But thereof come in the end despondency and madness
In the beginning are the words, and in Mexico the words dwell among us: our poets are more than ethereal figures shuffled off to ivory towers; their words, even if locked in slim volumes, are those of the people who shift the culture, and who in a very real way, affect the course of our lives. It is no accident that even in our most mundane activity, commerce, we carry Nezahuacoatl and Sor Juana with us.
The poetry of Javier Sicilia is not likely to be found in every Mexican home, and a taste for the hermetic tradition going back to Santa Teresa and San Juan de la Cruz is not common currency, but we are in a culture in which, when a poet speaks, those that fancy themselves our leaders (including the political kind) feel obliged to listen. Sicilia’s son, Juan Francisco Sicilia Ortega, was buried yesterday. Juan Francisco, and seven others, were found strangled and left in an abandoned car near Cuernavaca.
Felipe Calderón called the poet (who was in the Philipines at the time of the murder) to offer condolences and said “he personally was going to press for the (investigation) to be taken all the way.” At which point, the state prosecutor’s office attempted to dismiss the significance of the murder by suggesting the victims were involved in narcotics smuggling, or were military informants (or that Juan Francisco was with “the wrong crowd”) or…
Does it matter? Institutionalized violence is “destroying the best of our people, the youth”, the poet said. The state institutions — the political parties — do nothing, while the “war” continues to rack up a body count of men, women, children…
Rather than treat criminals as criminals, the state launched a “war”, and the results have been that the institutions are “rotten”, with victims — men, women, children — forgotten, and the State unwilling, or unable, to render any accounting.
“This isn’t about candidates, it’s about us, the citizens. It’s our job to hold them accountable. If we do not work together as citizens, nothing will happen.”
In reference to his own grief, he noted that many of the young victims are innocent of any wrong-doing.
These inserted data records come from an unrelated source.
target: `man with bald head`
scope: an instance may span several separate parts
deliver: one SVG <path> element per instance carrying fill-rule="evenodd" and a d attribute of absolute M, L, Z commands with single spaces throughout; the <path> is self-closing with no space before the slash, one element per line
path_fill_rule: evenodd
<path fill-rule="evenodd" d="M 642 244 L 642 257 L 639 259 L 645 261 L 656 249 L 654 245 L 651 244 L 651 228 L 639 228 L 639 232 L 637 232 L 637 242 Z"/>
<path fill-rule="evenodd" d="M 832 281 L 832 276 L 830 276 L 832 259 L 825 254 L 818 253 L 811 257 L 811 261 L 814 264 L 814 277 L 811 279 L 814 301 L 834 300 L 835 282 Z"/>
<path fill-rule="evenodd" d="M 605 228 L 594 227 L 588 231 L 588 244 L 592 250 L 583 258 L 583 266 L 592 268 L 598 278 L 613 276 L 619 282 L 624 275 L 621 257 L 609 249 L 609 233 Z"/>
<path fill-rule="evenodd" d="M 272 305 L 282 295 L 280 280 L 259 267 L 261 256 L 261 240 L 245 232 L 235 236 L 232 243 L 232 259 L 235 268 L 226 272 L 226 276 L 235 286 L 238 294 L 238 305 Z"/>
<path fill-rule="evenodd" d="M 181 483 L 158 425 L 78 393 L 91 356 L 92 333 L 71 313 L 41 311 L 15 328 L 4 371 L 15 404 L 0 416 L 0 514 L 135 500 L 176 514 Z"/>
The government should be providing the public with the truth, and the identities of the victims. Otherwise, the stigma presented by the government (and the media) will stick to them, and the true culprits will go unpunished.
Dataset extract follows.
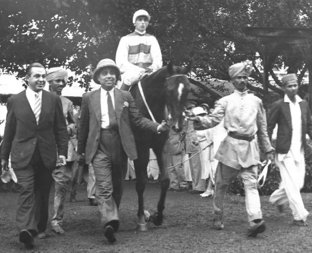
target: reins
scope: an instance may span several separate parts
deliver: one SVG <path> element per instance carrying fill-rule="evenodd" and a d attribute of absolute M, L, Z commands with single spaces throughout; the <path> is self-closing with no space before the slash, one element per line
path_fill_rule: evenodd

Specifically, he condemned Chihuahua governor, Cesár Duarte Jaquez, who suggested simply drafting “ni-nis” (young adults neither in school or working) into the army. “The urgent task is to provide opportunities for young people, not use them for cannon-fodder” simply adding to the “stupidity” of a situation in which the guilty go free for too long, and the innocent are victims.
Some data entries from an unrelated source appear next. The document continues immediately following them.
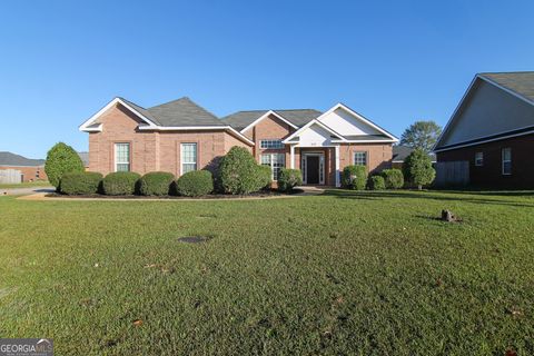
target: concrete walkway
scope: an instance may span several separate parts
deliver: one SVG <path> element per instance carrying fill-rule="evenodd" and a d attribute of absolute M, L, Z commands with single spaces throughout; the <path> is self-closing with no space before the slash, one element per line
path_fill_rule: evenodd
<path fill-rule="evenodd" d="M 33 194 L 47 195 L 55 192 L 53 187 L 0 188 L 0 196 L 28 196 Z"/>

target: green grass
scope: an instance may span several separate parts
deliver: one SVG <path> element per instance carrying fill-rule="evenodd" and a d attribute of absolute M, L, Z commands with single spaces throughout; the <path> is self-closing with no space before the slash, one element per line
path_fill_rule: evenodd
<path fill-rule="evenodd" d="M 19 184 L 0 184 L 0 189 L 9 189 L 9 188 L 33 188 L 33 187 L 50 187 L 50 182 L 48 180 L 37 180 L 37 181 L 27 181 L 27 182 L 19 182 Z"/>
<path fill-rule="evenodd" d="M 0 246 L 0 337 L 57 355 L 534 354 L 532 192 L 2 197 Z"/>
Those, of course, were the words of a grieving father… a father more eloquent than most, and one more likely to be quoted in the press… and in his role as a journalist and essayist. At his son’s funderal, Javier Sicilia, the poet, spoke the following words:
El mundo ya no es digno de la palabra
Nos la ahogaron adentro
Como te (asfixiaron),
Como te desgarraron a ti los pulmones
Y el dolor no se me aparta
sólo queda un mundo
Por el silencio de los justos
Sólo por tu silencio y por mi silencio, Juanelo
The world no longer merits the word
It has been choked out of us,
As you strangled,
As you had it torn your lungs.
And, for the pain I cannot escape
there is nothing. But for the world:
the silence of the just,
your silence, and my silence, Juanelo.
What more can he say? As a poet, and as a poet in a nation where poets matter, where the state has traditionally craved the legitimacy given by support from poets like Salvador Novo and Octavio Paz, comes the most damning indictment of the futility and stupidity of this “war” yet:
“This is my last poem, I cannot write any more. Poetry no longer exists for me.”
The blood drained out of my face when I read the title line on RSS, as you flung this author back 30 years to a school desk and a rabidly enthusiastic English Lit teacher. Thanks for another superlative post…Wordsworth and Mexico, beGad!